The Fair Labor Standards Act (“FLSA”) provides an employer an exemption for minimum wage and overtime payments for any employee employed in a bona fide executive, administrative, or professional capacity. An employee may qualify for exemption if the employee meets all of the pertinent tests relating to duties and receives compensation on a “salary basis” at not less than the minimum amounts as described in the appropriate section of the regulations. The FLSA regulations provide that, for an exempt employee to be paid on a “salary basis,” the employee must receive his or her full salary for any week in which the employee performs any work without regard to the number of days or hours worked. An employee will not be considered to be paid on a “salary basis” for any week if deductions are made to an employee’s salary for any absence occasioned by the employer or by the operating requirements of the business. However, a deduction may be made when an exempt employee is absent from work for one or more full days for personal reasons, other than sickness or disability.
Oftentimes, the question arises whether an employer can deduct a day’s wage from an exempt employee’s salary when the employer closes its business due to inclement weather (e.g., a snowstorm) or a power outage. In other words, does an employer need to pay an exempt employee for that day when no work was performed by the employee because of the employer’s decision to close its business? It is the U.S. Department of Labor’s (“DOL”) position that an employer must pay an exempt employee his or her full salary if the employer closes its operations due to a weather-related emergency or other emergency, such as a power outage. The DOL’s position is based, in part, on the FLSA’s regulations that provide that deductions may not be made for time when work is not available. When it is the employer’s decision to close its business because of some emergency, whether it is due to severe weather or a simple loss of power, the DOL presumes that employees remain ready, willing, and able to work. Under such circumstances, deductions may not be made from an exempt employee’s salary when work is not available. If deductions are made under such circumstances, the employer risks losing the exemption, thus subjecting it to potential overtime liability.

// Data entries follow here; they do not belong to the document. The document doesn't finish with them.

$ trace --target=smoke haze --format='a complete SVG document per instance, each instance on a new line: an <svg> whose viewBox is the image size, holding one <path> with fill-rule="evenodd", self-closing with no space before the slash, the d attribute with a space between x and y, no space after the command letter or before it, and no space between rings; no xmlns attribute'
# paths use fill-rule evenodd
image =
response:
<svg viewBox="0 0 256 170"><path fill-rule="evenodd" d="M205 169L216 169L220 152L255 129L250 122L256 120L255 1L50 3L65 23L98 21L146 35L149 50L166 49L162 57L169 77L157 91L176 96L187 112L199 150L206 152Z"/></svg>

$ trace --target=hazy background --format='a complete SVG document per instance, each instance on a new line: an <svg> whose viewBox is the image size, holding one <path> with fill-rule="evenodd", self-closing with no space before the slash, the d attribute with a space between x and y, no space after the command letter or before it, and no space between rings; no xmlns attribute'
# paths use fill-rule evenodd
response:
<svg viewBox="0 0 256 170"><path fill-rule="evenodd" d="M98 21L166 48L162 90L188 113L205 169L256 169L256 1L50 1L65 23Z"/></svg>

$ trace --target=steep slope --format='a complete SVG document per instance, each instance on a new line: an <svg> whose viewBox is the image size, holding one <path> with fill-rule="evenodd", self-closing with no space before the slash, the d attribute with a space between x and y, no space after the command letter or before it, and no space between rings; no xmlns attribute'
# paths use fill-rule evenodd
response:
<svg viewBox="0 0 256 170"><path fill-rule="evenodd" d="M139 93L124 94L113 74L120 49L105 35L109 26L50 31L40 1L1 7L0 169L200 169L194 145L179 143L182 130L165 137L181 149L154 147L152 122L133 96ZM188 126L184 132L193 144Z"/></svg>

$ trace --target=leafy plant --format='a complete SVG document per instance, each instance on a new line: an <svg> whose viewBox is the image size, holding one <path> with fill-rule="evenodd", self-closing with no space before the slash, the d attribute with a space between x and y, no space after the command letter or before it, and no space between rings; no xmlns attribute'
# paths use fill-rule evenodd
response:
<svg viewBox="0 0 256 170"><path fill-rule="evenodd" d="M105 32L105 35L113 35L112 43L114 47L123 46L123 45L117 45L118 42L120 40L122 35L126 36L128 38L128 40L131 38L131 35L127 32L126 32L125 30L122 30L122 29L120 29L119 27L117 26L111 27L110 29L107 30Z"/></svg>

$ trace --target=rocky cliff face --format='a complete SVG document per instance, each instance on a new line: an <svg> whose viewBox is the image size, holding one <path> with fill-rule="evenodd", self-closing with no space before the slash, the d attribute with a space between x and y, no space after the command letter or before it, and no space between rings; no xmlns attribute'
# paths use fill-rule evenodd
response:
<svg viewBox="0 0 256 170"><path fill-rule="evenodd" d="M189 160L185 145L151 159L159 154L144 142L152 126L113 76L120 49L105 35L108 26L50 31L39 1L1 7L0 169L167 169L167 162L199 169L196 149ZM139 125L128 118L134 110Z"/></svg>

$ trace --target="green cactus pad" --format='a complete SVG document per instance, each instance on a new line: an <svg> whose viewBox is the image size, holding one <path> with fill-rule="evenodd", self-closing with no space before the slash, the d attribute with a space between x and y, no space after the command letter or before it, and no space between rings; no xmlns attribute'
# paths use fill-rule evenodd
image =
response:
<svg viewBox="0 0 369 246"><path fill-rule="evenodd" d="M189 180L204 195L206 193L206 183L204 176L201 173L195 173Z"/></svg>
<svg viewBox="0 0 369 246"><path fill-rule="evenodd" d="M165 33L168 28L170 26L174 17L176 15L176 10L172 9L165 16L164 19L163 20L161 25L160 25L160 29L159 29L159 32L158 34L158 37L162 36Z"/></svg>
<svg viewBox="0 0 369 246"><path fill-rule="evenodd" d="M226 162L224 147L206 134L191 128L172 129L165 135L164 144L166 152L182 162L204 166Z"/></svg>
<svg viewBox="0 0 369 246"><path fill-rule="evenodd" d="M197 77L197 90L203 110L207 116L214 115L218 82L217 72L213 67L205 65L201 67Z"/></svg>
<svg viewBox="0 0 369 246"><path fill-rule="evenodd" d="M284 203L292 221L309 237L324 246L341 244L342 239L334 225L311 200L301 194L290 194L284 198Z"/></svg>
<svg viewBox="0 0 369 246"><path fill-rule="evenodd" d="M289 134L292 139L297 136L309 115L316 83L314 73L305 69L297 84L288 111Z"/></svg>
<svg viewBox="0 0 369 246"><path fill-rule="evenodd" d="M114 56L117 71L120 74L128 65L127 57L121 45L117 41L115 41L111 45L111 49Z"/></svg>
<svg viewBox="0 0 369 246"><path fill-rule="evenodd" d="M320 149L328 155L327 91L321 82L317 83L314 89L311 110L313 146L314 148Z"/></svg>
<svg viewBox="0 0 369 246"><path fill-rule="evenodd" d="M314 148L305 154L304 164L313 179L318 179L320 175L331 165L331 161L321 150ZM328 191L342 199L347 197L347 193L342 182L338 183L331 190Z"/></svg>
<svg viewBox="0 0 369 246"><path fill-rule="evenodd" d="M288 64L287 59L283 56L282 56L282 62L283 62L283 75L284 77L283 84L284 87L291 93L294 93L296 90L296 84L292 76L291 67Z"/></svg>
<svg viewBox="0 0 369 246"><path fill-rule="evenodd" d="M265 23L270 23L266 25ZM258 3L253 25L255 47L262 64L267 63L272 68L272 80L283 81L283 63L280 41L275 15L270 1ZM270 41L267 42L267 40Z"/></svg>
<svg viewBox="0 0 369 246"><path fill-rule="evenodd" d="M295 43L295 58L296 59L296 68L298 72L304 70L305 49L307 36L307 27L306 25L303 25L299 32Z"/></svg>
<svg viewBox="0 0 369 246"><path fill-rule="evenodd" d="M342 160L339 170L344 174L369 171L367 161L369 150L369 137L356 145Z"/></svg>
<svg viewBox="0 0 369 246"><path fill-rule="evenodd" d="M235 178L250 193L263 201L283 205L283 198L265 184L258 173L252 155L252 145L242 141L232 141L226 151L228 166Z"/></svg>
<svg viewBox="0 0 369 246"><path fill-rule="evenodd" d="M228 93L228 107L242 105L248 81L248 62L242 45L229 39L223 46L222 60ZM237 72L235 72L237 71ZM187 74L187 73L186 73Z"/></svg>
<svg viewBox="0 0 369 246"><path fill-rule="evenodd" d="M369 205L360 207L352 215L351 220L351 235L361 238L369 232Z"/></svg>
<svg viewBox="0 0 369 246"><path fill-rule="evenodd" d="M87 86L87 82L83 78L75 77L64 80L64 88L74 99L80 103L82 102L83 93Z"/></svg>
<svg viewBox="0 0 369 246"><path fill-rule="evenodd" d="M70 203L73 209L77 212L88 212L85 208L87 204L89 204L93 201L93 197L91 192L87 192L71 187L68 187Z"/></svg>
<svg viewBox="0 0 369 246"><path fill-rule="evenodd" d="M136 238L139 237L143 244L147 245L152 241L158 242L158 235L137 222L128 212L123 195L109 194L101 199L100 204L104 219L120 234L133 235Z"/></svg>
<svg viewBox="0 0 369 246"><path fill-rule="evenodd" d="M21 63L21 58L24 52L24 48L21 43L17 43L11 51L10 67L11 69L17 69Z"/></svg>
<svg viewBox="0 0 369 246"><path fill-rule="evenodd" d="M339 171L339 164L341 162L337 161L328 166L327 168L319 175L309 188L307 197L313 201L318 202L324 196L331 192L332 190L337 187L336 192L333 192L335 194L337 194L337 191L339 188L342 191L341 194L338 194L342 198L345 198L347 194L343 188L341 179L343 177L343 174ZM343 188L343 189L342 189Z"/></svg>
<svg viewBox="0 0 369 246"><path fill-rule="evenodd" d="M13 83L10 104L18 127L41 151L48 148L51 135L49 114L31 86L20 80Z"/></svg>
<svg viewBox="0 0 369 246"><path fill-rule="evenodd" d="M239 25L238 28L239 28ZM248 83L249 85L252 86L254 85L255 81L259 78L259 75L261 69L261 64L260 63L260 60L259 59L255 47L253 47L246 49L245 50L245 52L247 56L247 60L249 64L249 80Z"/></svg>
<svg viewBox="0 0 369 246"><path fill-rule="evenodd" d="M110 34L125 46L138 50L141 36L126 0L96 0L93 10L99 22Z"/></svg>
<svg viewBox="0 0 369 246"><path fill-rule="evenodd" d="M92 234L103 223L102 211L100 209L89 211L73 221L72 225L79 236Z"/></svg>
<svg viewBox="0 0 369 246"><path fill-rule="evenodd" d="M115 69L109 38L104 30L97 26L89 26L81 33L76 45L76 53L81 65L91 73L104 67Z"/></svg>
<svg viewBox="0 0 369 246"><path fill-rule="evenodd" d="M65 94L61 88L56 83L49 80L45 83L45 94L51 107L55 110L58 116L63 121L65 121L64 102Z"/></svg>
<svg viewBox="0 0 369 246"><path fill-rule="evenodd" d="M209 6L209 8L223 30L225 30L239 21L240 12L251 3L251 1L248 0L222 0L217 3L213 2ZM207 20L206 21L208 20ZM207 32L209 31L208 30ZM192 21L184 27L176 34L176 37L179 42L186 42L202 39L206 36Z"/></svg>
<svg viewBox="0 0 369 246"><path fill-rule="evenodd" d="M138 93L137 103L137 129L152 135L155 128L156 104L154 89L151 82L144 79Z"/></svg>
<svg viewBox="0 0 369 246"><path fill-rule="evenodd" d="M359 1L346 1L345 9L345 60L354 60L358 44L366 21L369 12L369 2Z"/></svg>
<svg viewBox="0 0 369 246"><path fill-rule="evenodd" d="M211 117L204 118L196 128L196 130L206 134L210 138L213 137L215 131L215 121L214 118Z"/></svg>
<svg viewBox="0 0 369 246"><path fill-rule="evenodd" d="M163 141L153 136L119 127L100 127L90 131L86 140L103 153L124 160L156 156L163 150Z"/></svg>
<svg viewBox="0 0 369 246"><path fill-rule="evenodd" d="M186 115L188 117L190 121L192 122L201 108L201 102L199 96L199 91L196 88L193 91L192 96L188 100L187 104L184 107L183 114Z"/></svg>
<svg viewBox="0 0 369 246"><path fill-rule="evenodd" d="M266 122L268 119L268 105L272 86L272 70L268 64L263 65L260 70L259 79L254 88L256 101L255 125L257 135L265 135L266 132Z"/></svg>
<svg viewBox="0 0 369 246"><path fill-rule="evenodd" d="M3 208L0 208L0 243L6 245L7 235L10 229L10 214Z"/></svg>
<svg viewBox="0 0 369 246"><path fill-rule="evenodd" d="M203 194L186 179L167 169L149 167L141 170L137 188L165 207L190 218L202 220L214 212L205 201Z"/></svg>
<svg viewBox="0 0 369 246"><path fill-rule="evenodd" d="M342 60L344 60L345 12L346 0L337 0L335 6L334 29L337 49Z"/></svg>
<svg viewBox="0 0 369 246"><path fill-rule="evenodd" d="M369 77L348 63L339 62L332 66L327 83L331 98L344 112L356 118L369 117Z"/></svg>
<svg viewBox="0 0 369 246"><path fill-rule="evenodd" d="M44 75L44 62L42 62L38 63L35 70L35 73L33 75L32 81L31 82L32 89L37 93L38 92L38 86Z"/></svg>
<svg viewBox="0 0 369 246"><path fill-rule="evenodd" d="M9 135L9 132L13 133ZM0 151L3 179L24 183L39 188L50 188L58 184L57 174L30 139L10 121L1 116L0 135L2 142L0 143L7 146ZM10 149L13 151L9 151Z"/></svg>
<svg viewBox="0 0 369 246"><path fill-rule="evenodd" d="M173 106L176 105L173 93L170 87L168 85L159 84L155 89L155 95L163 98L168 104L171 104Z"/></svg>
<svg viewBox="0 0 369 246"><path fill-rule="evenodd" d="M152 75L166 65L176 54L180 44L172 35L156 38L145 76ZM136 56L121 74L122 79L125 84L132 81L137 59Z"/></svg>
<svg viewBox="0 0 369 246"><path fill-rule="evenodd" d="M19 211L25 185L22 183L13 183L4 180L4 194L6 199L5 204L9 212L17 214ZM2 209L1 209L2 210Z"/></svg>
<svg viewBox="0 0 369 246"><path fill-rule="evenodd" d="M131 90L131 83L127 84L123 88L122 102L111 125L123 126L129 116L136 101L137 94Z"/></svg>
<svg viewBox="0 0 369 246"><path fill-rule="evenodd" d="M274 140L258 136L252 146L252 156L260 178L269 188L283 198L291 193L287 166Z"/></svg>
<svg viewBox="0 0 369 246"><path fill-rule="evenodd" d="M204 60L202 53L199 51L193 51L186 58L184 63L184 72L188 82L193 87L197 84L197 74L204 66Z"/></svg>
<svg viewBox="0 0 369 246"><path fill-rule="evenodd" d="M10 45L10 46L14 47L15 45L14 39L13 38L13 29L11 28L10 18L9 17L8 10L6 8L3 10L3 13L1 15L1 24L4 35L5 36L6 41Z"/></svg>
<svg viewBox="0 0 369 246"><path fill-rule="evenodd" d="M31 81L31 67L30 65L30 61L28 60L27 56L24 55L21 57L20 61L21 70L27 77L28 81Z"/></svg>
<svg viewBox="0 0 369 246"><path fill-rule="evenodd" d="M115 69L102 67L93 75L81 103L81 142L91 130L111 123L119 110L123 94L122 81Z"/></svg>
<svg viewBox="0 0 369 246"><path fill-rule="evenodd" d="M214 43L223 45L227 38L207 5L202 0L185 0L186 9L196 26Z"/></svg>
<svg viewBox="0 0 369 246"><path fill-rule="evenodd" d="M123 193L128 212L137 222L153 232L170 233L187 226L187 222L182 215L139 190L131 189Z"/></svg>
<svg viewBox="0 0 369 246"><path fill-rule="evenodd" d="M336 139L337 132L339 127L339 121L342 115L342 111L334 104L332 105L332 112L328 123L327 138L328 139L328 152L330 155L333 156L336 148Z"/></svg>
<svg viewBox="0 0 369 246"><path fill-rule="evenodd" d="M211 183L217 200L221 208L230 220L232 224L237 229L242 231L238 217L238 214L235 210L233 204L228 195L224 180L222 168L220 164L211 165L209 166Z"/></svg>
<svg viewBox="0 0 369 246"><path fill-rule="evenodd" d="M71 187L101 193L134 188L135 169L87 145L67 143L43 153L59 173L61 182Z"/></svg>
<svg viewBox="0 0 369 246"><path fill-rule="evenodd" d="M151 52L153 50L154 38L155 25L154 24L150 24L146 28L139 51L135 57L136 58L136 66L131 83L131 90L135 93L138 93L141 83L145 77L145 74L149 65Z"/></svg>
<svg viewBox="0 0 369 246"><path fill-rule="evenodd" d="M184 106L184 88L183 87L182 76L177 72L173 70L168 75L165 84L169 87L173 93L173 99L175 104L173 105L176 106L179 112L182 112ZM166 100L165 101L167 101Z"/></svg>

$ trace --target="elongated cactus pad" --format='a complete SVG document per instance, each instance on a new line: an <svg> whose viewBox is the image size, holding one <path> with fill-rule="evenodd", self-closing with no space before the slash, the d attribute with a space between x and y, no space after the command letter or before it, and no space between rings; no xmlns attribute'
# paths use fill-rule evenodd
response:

On the other hand, when an emergency causes an employee to choose not to report to work for the day, even though the employer remains open for business, the DOL treats such an absence as an absence for personal reasons. This type of absence does not constitute an absence due to sickness or disability. Consequently, an employer that remains open for business during a weather emergency may lawfully deduct one full day’s wages from an exempt employee’s salary if that person does not report for work for the day due to adverse weather conditions. Such a deduction will not violate the “salary basis” rule or otherwise affect the employee’s exempt status. If, however, the employee works only a partial day because of weather-related issues, the employer may not make deductions from the employee’s salary for the lost time because an exempt employee must receive a full day’s pay for the partial day worked in order for the employer to meet the “salary basis” rule.